Bridging loans…a swearword for many property investors. But is this still the right way to view them?
In short no! But let me explain my reasons.
Firstly, these loans differ significantly to mortgages taken out. Whilst mortgages are long term, affordable debt usually spanning decades, bridging loans are set up to be quick and nimble in a typically slow market. Here are the top 4 reasons bridging loans are taken out and why these are more appropriate than mortgages in some cases:
· A break in chain:
o Picture this. You find your dream home. The one you have coveted for years and it is up for sale. You put an offer in. It’s accepted and the mortgage offers. All is looking positive until you get that call that no one in a chain wants to hear from the estate agent; your seller has pulled out! It gets worse, the vendor has other options, one of which involves a cash buyer offering a slightly lower amount but completion in weeks not months. What do you do?

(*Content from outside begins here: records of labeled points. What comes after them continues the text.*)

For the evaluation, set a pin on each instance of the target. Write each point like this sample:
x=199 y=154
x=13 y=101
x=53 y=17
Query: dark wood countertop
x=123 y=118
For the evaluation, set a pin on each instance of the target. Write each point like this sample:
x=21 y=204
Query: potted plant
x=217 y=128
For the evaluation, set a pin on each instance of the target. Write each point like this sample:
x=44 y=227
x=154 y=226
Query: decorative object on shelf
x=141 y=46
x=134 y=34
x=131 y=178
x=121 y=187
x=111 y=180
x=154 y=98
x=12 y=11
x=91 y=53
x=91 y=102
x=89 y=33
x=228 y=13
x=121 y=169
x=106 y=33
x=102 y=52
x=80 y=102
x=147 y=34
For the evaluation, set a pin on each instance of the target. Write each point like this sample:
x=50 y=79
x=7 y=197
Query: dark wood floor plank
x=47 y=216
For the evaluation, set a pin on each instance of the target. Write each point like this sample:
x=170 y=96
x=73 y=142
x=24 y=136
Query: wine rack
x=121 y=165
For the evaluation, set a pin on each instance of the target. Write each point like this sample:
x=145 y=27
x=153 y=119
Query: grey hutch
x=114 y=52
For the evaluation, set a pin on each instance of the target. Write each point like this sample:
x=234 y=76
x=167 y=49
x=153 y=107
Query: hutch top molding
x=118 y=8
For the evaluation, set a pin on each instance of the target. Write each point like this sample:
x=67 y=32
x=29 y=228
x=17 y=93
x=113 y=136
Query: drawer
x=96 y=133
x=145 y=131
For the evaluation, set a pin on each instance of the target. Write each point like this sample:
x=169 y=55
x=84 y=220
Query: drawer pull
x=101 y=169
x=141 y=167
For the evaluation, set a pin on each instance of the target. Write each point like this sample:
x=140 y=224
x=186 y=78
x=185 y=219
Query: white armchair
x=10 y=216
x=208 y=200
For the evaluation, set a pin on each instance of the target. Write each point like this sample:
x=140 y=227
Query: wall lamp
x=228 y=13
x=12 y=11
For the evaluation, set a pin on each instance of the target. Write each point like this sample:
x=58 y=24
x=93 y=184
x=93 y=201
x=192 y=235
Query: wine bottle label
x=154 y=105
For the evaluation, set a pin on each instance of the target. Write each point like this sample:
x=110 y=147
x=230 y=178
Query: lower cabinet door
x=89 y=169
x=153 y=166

o Enter the bridging loan. Securing against your current property and your purchase property you are able to raise funds within 4 weeks. You then own two properties, but with the old property on the market it sells 4 months later. You clear the bridging loan with the sale proceeds as well as a small mortgage on your shiny new home. You live happily ever after.
o There is a limited timeframe to complete, commonly but not exclusively because the purchase is through a property auction. You are concerned that the mortgage lender will not be able to complete in 20 working days. This property has huge potential, and you know that if you can just get your hands on it, you can turn it into a beautiful home for you and your family or into an incredible investment property that will generate income for years to come.
o You don’t want to miss out, or worse, win and then be unable to complete. If you win and can’t complete you may lose your 10% deposit on the day, have incurred fees and, should the property go back to auction and sell for less, you may be liable for the difference between your purchase price and the new sale price. An expensive day out, why risk it?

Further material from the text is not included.